RESGATAR O PARTO É RESGATAR O SER MULHER

Meu primeiro contato com a idéia de um parto humanizado aconteceu há uns 4 anos, durante um curso de programação neurolingüística chamado Leader Trainning. Nesta época, com então 21 anos, é natural imaginar que parto não era um assunto ao qual eu dedicasse qualquer importância. Eu nem era casada. Minha meta era evitar filhos a qualquer custo! Mas ao ouvir o instrutor falar sobre a aterrorizadora visão que uma criança teria do parto e a seqüência de “maus tratos” sofrida por ela logo ao nascer (eu não tinha nem idéia...) uma “ficha caiu” e eu percebi naquele momento que eu jamais poderia fazer aquilo com meu filho. Durante este treinamento, no último dia, fizemos também uma regressão, e eu voltei ao momento do meu nascimento. Durante esta regressão eu nasci de parto normal, e a pessoa que me recebeu ficou um longo tempo abraçada comigo, me dando carinho. Somente muitos meses depois eu me dei conta de que, na vida real, eu nasci de uma cesárea. Talvez meu inconsciente precisasse me fazer nascer de parto normal e dar um novo significado a esta experiência.
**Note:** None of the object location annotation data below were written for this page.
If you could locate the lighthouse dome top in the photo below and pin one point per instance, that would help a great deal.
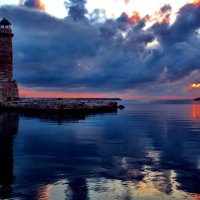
(4, 23)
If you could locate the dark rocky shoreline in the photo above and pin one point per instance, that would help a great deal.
(61, 105)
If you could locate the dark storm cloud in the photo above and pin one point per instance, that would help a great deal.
(67, 54)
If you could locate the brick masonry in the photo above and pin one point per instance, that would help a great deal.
(8, 86)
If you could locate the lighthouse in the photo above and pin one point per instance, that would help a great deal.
(8, 86)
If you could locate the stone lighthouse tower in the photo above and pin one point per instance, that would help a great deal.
(8, 86)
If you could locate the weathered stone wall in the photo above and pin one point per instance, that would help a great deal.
(8, 87)
(9, 90)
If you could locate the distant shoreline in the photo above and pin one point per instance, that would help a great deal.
(63, 105)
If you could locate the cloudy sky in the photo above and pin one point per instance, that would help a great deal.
(109, 48)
O curso acabou e eu segui minha vida. Vieram a formatura, o casamento e a mudança para Belo Horizonte. E algum tempo depois, o que os americanos chamam de “baby fever”, ou a vontade louca de ter filhos!


Tendo o curso em mente, comecei a fazer pesquisas na internet sobre gravidez, parto, cesárea... e foi assim que cheguei ao site Amigas do Parto, e posteriormente a este curso! E foi só então que percebi que o parto é muito mais do que se internar, passar por uma série de procedimentos hospitalares, sofrer dores horríveis por horas ou tomar uma anestesia e ir embora para casa com meu filho nos braços.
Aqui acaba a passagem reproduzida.